Appearing before the parliament, the head of the Association of Russian Banks (ABR), Anatoly Kozlachkov, told the legislators that the costs for the banks are prohibitedclaimed they could go as high as 100 million rubles ($1 million) for each bank.
“The cost ratios for the introduction of the digital ruble should be adjusted – or approaches should be differentiated, taking into account the specifics of the players,” Kozlachkov told the State Duma, as reported from a local outlet.
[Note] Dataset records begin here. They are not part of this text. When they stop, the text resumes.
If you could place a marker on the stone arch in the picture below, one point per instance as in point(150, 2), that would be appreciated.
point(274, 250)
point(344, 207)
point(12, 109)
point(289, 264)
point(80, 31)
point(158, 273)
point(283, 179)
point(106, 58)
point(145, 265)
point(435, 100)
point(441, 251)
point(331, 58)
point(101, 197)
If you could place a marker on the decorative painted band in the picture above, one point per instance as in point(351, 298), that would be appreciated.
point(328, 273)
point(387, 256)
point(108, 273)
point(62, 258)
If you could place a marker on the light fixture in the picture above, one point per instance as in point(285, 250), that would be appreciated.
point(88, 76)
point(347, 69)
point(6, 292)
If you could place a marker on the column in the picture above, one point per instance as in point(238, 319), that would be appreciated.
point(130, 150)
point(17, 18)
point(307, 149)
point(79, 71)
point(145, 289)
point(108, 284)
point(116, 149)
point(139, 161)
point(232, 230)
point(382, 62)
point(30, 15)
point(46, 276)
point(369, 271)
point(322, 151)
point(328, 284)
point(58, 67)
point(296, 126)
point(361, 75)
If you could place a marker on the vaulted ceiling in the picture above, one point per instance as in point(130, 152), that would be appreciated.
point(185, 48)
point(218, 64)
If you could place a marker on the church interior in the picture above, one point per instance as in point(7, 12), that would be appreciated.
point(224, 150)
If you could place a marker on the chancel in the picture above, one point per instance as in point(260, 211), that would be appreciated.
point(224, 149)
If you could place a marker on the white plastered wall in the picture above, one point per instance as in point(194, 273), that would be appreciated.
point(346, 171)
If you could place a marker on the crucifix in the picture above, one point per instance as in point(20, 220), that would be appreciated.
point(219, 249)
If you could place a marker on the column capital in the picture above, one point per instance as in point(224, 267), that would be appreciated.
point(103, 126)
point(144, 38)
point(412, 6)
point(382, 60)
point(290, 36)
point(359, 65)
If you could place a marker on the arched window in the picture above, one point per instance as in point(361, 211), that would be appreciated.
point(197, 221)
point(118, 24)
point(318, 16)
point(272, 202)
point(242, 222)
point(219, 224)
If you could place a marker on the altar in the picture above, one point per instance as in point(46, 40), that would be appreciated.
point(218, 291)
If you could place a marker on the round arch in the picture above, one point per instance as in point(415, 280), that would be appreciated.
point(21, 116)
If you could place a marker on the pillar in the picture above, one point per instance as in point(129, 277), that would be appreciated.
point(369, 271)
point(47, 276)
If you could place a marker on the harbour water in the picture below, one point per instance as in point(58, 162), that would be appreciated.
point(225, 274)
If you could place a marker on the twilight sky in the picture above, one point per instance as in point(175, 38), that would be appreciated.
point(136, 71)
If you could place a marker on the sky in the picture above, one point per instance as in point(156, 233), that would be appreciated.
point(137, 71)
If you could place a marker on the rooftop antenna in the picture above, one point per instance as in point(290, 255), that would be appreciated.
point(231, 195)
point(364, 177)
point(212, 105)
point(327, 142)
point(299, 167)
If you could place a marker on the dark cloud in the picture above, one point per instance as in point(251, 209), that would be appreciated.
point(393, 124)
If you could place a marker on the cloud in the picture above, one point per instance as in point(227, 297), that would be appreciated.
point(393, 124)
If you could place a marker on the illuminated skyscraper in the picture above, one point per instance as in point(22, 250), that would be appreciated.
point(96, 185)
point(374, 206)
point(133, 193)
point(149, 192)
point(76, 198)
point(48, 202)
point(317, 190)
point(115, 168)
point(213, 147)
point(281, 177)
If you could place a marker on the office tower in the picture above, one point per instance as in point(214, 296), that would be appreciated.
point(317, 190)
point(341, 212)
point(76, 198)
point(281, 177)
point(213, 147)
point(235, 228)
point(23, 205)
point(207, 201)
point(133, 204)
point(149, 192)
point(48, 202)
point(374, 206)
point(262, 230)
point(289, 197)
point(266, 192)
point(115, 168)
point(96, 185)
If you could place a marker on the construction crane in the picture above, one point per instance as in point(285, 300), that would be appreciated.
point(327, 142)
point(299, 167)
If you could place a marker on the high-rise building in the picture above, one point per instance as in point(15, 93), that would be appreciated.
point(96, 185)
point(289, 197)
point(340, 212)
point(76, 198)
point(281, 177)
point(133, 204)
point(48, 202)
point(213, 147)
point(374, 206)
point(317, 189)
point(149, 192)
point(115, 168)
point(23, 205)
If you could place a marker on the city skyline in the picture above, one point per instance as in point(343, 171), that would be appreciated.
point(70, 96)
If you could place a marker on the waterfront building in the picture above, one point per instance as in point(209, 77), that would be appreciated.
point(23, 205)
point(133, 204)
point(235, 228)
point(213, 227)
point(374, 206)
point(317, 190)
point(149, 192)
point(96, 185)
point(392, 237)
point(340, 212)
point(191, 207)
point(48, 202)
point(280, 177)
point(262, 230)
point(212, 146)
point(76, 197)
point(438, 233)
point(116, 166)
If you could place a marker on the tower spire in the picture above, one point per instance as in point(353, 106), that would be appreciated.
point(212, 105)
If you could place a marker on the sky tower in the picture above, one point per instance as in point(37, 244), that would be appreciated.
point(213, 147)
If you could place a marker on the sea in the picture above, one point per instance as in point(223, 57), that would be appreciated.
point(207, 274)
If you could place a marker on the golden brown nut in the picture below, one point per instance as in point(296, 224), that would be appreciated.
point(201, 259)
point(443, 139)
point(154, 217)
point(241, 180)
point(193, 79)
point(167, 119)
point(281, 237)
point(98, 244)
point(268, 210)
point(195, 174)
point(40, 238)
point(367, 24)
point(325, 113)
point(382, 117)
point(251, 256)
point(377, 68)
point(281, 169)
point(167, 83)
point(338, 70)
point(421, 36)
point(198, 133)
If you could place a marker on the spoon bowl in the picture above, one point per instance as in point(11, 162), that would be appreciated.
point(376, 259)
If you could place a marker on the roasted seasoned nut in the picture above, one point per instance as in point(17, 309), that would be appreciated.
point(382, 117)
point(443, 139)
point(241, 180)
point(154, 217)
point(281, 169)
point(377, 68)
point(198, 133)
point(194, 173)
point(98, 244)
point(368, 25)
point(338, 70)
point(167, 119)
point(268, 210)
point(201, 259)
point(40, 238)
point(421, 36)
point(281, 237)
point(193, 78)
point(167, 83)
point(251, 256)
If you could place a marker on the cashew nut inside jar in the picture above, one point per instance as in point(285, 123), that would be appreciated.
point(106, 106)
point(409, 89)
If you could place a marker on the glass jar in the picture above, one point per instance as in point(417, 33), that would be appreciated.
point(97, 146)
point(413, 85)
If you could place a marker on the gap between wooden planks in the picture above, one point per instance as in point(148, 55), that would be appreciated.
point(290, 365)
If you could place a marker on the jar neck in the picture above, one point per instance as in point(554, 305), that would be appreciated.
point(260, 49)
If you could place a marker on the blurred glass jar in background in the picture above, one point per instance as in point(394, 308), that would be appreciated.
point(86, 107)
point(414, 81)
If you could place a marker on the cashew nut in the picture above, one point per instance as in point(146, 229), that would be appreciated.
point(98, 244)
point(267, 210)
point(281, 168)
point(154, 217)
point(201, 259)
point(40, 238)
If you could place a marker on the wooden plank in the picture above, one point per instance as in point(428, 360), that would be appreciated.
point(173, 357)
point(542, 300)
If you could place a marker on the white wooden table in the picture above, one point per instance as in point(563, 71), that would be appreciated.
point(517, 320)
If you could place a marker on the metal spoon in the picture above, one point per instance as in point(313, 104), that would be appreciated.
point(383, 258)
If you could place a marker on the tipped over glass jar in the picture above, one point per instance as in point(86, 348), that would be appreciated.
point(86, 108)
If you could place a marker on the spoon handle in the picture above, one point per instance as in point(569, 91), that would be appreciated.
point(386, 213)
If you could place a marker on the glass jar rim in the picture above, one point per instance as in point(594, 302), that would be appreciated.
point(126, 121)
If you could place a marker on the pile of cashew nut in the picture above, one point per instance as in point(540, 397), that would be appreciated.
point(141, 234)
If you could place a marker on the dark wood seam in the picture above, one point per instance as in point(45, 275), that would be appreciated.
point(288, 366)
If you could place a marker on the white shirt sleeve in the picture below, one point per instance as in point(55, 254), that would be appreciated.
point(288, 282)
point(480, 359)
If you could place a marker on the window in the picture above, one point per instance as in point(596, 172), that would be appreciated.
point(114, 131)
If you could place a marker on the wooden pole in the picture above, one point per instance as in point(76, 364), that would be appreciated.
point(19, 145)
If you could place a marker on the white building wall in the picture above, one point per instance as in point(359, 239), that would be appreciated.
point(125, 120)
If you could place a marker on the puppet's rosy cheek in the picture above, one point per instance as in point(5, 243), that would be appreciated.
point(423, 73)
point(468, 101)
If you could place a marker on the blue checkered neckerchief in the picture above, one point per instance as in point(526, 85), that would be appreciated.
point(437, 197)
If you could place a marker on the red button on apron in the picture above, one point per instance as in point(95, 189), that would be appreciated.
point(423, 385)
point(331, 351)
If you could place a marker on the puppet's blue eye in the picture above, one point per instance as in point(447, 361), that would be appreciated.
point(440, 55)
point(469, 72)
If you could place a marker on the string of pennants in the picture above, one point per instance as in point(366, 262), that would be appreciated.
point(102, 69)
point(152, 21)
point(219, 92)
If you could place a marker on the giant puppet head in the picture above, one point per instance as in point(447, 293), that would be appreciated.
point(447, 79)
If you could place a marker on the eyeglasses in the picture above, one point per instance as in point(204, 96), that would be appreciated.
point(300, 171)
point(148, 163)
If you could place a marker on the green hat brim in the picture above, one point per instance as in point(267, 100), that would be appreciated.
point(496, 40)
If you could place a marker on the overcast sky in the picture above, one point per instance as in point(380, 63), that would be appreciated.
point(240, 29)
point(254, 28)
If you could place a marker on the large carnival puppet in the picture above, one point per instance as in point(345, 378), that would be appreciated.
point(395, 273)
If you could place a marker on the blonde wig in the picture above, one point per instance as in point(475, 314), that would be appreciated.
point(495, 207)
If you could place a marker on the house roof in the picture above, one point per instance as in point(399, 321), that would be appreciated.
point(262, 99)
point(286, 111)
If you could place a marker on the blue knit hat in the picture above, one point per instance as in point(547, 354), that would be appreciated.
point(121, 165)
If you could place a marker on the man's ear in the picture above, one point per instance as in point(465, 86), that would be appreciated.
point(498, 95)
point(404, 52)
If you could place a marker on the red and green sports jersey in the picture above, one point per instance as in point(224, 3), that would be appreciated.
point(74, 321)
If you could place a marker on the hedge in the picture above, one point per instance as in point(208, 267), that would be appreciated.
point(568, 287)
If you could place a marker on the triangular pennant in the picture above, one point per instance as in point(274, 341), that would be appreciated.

Banks are also concerned about disintermediation and the risk of liquidity outflows when the CBDC is live. In most economies, central banks have imposed a holding cap on their CBDCs, which can limit the amount of money users can hold outside of the banking sector. The European Union, for example, has a €3,000 and €4,000 cap for the digital euro.
However, some lawmakers dismissed the banks’ concerns. One is Anatoly Aksakov, the influential head of the State Duma Committee on Financial Markets, who said he still could not understand the resistance of lenders. Aksakov previously claimed that banks may no longer be needed in Russia once the digital ruble launches.
Neo-banking leader T-Bank to launch tokenized investments
Still in Russia, the country’s largest neo-bank, T-Bank, has launched tokenized investment services for its customers from next year.
The lender, earlier known as Tinkoff Bank, received a license from the BoR in March ‘to offer digital financial assets. It joins its rivals, Sber Bank and Alfa Bank, who currently dominate this nascent field.
T-Bank announced that it has partnered with Atomyze, a local tokenization company, to launch the tokens. The tokens underpin loan products, financial obligations of small and medium-sized enterprises (SMEs), art tokens, and more. They are issued on a private blockchain network developed by Atomyze (which was sanctioned of the United States this year) and monitored by the central bank.
T-Bank says that the use of blockchain and Smart contracts allows it to reduce the cost of the issue and “create fundamentally new products that are currently not available on the traditional financial market.”
The bank, founded by now exiled Oleg Tinkov in 2006, will also launch the trading infrastructure for the token. Retail users will have access in a few months, and professional customers can start trading in a few weeks.